Monday, March 01, 2010

Wall collapses at Rochester Castle

A section of the outer wall of Rochester Castle has collapsed after heavy rainfall.

Staff discovered the crumbled bailey wall, which surrounds the Kent castle's medieval walls, when they arrived for work on Monday. No injuries were reported and the area has been taped off.

Tourism manager Simon Curtis said at the scene: "Our first responsibility is for health and safety.

"A scaffolding company is on its way, and hopefully that will minimise the risk of further damage."

Scaffolding and corrugated panelling has been put up around the collapsed wall.

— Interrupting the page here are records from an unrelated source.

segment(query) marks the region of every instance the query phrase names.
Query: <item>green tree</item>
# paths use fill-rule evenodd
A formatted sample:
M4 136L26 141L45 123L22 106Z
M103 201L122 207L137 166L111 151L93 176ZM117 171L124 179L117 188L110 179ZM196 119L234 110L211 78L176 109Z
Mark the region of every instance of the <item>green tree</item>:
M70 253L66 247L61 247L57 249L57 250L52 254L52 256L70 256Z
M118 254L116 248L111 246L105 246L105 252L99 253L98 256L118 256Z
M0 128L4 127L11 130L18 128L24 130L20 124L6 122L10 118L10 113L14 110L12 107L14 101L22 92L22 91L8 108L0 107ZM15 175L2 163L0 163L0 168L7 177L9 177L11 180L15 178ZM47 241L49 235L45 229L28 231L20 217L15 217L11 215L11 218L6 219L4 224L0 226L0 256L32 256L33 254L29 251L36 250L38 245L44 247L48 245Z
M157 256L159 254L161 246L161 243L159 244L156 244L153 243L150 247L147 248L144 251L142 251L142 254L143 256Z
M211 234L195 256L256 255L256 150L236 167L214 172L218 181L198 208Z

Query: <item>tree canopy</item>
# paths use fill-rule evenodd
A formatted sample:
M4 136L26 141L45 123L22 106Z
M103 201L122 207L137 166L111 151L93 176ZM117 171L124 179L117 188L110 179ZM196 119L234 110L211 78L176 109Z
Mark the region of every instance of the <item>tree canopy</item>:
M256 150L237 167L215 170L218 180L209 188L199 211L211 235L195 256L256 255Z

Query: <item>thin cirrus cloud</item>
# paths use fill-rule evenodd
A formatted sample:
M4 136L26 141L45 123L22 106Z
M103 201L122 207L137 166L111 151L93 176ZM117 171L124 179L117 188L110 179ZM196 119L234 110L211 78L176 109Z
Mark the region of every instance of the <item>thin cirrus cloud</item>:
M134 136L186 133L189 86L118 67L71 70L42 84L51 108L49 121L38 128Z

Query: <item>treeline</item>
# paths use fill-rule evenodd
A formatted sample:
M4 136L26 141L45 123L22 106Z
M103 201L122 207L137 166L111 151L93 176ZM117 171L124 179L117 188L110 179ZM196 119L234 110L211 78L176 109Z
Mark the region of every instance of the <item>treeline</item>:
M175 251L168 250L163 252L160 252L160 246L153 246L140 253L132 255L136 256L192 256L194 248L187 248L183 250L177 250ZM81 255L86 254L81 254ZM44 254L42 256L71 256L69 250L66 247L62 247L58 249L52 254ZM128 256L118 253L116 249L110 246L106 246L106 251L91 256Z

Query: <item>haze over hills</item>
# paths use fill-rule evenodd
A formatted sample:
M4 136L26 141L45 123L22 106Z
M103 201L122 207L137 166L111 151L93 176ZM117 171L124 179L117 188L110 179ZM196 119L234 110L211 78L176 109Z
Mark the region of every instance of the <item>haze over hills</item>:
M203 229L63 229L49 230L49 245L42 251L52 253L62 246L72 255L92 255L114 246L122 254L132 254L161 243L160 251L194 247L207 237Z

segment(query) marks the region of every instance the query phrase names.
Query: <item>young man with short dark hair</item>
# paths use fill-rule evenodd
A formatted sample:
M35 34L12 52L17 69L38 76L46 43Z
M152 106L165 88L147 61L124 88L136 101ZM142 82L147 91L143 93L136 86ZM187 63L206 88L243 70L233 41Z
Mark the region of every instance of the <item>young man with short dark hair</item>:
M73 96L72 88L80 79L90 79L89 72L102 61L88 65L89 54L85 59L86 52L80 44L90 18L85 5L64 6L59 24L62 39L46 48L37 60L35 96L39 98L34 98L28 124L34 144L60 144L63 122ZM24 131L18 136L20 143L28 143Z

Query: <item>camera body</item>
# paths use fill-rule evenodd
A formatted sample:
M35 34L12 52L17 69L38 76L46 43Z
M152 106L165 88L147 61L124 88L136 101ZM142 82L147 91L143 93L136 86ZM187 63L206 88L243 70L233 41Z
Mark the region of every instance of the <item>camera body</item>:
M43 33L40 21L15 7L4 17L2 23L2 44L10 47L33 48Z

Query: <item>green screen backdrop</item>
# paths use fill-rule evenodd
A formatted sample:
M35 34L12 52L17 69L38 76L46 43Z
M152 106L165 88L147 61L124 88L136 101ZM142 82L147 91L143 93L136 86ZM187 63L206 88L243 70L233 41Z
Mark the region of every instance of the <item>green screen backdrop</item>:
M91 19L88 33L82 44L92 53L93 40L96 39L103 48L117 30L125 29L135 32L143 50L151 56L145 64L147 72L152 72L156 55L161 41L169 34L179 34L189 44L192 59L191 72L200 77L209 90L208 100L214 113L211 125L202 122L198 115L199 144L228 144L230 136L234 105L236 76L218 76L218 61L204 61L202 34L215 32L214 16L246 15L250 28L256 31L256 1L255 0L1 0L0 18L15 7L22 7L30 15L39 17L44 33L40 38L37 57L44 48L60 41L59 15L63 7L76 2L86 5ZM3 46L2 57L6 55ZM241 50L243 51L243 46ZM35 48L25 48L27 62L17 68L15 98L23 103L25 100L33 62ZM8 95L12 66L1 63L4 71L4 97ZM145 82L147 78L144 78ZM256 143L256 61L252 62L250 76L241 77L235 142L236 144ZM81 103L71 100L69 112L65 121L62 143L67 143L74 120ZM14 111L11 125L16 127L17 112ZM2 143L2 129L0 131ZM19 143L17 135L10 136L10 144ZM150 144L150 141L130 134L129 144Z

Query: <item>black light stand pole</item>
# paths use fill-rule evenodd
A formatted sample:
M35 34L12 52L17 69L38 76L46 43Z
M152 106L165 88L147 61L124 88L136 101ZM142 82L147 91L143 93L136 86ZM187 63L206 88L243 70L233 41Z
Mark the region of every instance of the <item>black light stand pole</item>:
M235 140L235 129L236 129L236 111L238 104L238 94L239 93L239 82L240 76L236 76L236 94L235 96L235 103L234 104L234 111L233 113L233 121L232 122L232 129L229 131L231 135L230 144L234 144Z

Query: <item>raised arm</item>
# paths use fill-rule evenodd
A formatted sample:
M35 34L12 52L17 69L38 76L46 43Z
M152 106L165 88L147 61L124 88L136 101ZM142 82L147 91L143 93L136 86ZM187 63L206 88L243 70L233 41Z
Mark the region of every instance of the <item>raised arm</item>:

Construction advisers from English Heritage and an engineer were due to inspect the scene today.

"This is not affecting the castle, which remains open to visitors," Curtis said.

The collapsed section is not the medieval wall, but instead a 19th century retaining wall  used as an abutment for the medieval section.

Strategically placed astride the London Road, guarding an important crossing of the River Medway, this imposing fortress has a complex history of destruction and rebuilding. Its mighty Norman tower-keep of Kentish ragstone was built c. 1127 by William of Corbeil, Archbishop of Canterbury, with the encouragement of Henry I. Consisting of three floors above a basement, it still stands 113 feet high. Attached is a tall protruding forebuilding, with its own set of defences to pass through before the keep itself could be entered at first floor level.

In 1215, garrisoned by rebel barons, the castle endured an epic siege by King John. Having first undermined the outer wall, John used the fat of 40 pigs to fire a mine under the keep, bringing its southern corner crashing down. Even then the defenders held out within the building, until they were eventually starved out after a resistance of nearly two months.

Rebuilt under Henry III and Edward I, the castle remained a viable fortress in the 15th century, but a century later it was decaying. It has been restored and is now managed by Medway Council.

In 2006 fears that parts of the castle could collapse due to structural deterioration led to its closure to the public and promoted Medway Council and English Heritage to invest hundreds of thousands of pounds into a restoration efforts.